Rock Salt vs RAL 110-1
Rock Salt is a Dulux color while RAL 110-1 comes from RAL Effect. Both sit in the white family, which is useful context if you're narrowing within a single hue direction. At LRV 83 vs 80, Rock Salt will read as the brighter of the two — a 3-point gap that matters most in north-facing or low-light rooms. With a ΔE of 1.1, the difference is subtle — you'd need them side by side to reliably tell them apart. Below you'll find 3 real-room photo comparisons where both colors appear side by side, plus 5 simulated room previews.
Rock Salt vs RAL 110-1 in Real Spaces
3 real rooms side by side. Rock Salt and RAL 110-1 are close enough that the difference can be hard to judge from a chip alone — these photos show how each reads at scale, across different spaces and lighting conditions.
Living Room
Living rooms test a color across a full range of conditions — morning sun, afternoon shade, and evening lamp light all shift how both of these read. Rock Salt has the edge in reflectance, which shows as a quiet sense of added space rather than an obvious contrast.
Kitchen
Kitchen lighting tends to be bright and directional, which sharpens contrast and makes undertone differences more apparent. The brightness difference is modest but present — Rock Salt gives the walls a little more lift.
Color Details
Rock Salt vs RAL 110-1 Simulated Comparison
5 simulated room previews — drag the slider on each to see Rock Salt on one side and RAL 110-1 on the other.

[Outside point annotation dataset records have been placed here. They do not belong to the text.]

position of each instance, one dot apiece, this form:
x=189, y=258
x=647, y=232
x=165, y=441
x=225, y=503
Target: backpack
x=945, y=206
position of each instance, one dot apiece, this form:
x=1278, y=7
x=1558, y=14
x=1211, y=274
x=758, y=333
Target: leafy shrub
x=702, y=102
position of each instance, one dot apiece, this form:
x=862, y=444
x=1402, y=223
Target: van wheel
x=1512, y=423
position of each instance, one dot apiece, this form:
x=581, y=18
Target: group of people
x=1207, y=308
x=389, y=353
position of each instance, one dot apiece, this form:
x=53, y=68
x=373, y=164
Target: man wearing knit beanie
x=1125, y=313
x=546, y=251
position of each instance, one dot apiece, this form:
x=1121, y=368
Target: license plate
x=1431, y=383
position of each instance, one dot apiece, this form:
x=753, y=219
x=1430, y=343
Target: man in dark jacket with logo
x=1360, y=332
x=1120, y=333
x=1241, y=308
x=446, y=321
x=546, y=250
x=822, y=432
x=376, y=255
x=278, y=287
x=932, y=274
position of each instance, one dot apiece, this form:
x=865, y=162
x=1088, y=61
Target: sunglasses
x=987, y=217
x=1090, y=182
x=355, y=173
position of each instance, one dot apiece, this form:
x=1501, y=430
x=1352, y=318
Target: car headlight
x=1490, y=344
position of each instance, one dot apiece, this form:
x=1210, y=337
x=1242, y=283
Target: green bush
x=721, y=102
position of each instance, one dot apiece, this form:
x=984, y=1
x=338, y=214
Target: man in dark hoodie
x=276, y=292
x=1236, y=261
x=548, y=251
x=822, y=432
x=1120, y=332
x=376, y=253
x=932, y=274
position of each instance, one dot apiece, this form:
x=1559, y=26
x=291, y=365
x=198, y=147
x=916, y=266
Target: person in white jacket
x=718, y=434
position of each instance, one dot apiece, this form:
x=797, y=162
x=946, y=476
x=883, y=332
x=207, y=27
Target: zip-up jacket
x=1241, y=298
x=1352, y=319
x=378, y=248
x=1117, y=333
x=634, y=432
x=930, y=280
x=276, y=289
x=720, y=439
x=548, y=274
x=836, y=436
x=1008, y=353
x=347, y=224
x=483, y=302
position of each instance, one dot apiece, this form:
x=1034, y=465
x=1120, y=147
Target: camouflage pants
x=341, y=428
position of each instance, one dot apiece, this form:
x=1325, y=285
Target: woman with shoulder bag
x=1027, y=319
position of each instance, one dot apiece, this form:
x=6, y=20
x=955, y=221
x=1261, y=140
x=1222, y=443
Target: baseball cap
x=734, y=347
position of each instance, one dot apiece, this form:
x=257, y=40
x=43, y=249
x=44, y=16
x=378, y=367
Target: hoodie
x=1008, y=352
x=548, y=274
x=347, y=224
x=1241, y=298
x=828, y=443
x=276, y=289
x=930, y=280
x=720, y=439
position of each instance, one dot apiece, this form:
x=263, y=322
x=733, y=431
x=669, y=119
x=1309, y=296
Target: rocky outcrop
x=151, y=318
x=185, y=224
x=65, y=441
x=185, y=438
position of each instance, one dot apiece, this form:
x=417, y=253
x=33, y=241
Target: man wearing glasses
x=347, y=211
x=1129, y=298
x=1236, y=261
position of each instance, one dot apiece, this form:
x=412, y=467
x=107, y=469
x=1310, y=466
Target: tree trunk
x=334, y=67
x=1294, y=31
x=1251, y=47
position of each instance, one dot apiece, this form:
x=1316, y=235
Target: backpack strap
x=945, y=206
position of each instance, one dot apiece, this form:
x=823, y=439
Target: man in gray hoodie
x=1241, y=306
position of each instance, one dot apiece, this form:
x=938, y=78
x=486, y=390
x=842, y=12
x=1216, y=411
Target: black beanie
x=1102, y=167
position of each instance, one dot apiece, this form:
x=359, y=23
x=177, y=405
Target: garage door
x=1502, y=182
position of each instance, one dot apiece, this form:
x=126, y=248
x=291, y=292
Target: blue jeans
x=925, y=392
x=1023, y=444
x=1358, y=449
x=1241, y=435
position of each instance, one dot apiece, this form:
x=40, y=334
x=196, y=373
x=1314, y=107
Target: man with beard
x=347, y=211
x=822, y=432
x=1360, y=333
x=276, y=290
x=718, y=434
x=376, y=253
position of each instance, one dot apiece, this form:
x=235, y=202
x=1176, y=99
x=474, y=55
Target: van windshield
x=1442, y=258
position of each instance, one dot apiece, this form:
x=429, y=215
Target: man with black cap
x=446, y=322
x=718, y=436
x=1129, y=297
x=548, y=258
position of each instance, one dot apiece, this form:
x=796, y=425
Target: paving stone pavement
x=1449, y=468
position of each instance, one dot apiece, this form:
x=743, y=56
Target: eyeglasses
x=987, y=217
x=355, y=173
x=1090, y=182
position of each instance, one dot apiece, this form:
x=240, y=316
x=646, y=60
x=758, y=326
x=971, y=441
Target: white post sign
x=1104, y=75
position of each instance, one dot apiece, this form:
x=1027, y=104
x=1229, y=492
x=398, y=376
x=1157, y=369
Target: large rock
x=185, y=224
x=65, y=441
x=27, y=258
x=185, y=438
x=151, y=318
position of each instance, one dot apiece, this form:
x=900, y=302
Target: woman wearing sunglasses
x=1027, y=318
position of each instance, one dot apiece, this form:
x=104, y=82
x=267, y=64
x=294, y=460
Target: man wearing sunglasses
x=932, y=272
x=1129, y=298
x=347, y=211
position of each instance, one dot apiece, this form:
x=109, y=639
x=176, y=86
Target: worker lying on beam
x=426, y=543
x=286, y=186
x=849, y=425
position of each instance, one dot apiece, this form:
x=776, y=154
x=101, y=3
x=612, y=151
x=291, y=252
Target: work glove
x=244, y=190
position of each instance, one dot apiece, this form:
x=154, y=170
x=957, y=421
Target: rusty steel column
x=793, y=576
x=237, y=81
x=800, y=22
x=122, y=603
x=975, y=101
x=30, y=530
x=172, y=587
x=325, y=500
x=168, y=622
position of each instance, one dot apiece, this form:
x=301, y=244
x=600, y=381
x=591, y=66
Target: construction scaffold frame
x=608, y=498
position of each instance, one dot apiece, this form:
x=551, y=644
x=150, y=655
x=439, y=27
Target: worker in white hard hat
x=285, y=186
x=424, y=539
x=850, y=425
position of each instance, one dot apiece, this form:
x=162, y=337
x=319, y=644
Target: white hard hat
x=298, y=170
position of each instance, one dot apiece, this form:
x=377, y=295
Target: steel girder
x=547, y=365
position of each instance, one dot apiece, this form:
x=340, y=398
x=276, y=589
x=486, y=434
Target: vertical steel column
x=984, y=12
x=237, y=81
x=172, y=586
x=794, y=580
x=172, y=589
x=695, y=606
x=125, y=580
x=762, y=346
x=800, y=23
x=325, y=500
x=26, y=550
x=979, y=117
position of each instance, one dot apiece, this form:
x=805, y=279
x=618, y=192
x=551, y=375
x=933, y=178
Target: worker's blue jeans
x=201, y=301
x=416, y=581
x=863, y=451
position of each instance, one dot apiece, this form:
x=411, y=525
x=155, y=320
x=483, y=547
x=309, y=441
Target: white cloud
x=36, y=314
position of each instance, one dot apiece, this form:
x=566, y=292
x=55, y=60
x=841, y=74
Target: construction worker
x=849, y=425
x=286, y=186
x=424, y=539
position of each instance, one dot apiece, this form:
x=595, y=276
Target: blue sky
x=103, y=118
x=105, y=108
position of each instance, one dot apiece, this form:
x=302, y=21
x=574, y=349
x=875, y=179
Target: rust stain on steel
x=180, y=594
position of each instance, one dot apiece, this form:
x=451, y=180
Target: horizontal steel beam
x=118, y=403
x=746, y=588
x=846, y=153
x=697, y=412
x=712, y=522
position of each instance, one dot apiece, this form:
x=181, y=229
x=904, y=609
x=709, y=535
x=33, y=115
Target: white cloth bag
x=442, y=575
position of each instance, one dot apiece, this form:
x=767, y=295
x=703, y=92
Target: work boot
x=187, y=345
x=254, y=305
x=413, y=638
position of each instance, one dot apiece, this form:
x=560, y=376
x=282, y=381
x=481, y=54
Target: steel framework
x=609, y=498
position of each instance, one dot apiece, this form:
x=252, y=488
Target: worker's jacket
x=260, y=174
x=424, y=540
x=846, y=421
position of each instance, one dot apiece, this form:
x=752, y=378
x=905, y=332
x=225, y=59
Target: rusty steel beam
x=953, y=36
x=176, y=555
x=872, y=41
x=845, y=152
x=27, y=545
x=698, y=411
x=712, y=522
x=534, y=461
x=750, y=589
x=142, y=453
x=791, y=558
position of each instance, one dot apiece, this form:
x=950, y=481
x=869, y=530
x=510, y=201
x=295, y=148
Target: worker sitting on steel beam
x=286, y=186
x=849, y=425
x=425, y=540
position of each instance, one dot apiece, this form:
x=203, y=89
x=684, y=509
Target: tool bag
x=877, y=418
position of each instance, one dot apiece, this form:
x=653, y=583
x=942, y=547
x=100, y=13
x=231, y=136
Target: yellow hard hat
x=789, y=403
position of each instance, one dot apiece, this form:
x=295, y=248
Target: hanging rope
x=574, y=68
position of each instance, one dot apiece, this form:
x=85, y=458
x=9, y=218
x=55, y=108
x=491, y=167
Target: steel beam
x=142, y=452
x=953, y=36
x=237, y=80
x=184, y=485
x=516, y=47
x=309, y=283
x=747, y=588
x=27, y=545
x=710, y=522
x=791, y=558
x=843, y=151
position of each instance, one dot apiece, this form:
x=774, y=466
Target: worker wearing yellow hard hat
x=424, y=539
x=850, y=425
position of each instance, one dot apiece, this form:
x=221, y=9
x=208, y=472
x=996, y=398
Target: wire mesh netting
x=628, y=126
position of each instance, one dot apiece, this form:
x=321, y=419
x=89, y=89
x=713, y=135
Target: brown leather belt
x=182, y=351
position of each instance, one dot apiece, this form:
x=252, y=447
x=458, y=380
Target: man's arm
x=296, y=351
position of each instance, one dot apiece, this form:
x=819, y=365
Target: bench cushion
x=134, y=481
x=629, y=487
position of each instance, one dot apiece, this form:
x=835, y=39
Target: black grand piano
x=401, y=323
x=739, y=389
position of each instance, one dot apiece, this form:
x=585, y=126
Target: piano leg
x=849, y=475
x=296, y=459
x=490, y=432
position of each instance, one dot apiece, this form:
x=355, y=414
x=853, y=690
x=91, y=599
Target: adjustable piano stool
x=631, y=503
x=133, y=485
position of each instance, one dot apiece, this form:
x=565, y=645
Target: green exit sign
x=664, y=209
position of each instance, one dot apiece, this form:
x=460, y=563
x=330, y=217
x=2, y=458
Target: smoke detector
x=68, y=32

Digital color is approximate. These simulations are generated from the manufacturer's hex values and overlaid on grayscale room photos — your screen's calibration, brightness, and viewing angle all affect how they render. Before committing to either color, test physical samples in your own space under the light you actually live with.
More Rock Salt comparisons
See how Rock Salt stacks up against other well-photographed colors across different brands and tones.